A warning about equilibrium points

When you try to linearize the full set of equations of motion, you will likely find that there exists no equilibrium point. Which states will you have to remove from these equations of motion in order for an equilibrium point to exist?

Similarly, you may be unable to compute an equilibrium point by hand. Is there a way to compute one numerically?

In doing these things, keep your focus on the safety of your pilots.

Would you feel comfortable asking a cat-pilot to land your aircraft based on evidence from only one simulation (starting from only one set of initial conditions) that your controller “works”?

Would you feel comfortable asking other cats — those who are not test-pilots — to land your aircraft based on the success of only one simulation?

Think carefully about what results would support a comprehensive argument for the safety of your autopilot and — since no control system is 100% reliable — try hard to identify the conditions under which failures are likely to occur.

Requirements and verifications

In this project, we would like you to be more specific about what you mean by “success” and to provide quantitative evidence supporting the claim that you have (or have not) succeeded. People often think about this in terms of requirements and verifications.

We expect that you have already had some experience with requirements and verifications from AE 100 and AE 202. Here is a reminder of what these things are.
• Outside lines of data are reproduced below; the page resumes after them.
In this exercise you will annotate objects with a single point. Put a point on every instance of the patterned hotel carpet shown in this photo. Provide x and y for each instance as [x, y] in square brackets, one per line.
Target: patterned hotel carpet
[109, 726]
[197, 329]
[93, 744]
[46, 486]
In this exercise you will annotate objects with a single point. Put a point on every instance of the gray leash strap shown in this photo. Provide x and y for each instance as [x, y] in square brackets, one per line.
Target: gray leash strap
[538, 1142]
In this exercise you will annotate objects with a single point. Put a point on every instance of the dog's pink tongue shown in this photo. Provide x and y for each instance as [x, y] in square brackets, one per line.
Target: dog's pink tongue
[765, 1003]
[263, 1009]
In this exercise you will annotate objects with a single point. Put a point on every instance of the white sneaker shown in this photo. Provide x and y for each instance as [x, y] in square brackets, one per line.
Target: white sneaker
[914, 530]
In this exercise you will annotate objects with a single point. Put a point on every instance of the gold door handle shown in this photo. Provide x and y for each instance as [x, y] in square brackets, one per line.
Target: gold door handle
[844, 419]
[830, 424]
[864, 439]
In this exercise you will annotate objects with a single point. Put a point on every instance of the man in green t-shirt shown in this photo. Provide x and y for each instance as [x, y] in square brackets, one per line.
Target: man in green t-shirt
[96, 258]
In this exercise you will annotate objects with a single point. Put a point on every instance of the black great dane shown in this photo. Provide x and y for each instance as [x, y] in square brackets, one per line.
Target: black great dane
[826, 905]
A requirement is a property that the system you are designing must have in order to solve your problem (i.e., a thing that needs to get done). A good requirement is quantifiable — it involves a number that must be within a certain range in order to solve your design problem. A good requirement is also both relevant (it must be satisfied — it is not optional) and detailed (it can be read and understood by anyone).
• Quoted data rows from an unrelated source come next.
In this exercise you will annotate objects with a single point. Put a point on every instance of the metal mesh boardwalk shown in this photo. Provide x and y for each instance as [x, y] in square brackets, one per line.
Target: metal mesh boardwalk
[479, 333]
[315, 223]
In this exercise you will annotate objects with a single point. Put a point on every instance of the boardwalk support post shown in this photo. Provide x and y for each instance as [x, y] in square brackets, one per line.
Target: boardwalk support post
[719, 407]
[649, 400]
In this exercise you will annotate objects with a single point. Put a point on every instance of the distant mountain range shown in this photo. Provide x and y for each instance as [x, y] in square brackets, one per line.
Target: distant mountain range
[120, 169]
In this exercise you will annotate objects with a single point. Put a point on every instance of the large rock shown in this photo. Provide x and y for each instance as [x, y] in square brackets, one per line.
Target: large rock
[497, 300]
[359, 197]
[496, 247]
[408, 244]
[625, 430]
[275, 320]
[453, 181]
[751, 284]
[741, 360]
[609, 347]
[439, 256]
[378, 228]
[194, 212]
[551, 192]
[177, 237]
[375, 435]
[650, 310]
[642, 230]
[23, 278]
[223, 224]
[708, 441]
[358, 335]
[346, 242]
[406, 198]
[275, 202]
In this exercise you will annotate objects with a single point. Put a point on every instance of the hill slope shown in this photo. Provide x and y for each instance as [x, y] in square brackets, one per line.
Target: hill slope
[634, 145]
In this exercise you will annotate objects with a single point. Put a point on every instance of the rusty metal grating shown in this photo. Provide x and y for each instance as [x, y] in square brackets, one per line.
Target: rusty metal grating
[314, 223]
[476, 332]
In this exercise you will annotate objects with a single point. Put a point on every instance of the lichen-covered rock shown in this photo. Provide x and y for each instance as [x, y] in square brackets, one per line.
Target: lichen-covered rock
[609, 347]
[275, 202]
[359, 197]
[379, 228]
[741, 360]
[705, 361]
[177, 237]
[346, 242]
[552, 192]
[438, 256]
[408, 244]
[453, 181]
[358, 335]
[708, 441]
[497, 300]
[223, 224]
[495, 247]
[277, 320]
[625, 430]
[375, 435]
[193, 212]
A verification is a test that you will perform to make sure that the system you are designing meets a given requirement. A good verification is based on a measurement — it checks that a quantity is in the range specified by the requirement. A good verification also has a set of instructions for how to make the measurement (an experimental protocol) and for how to interpret the results (methods of data analysis and visualization that provide evidence the requirement has been met).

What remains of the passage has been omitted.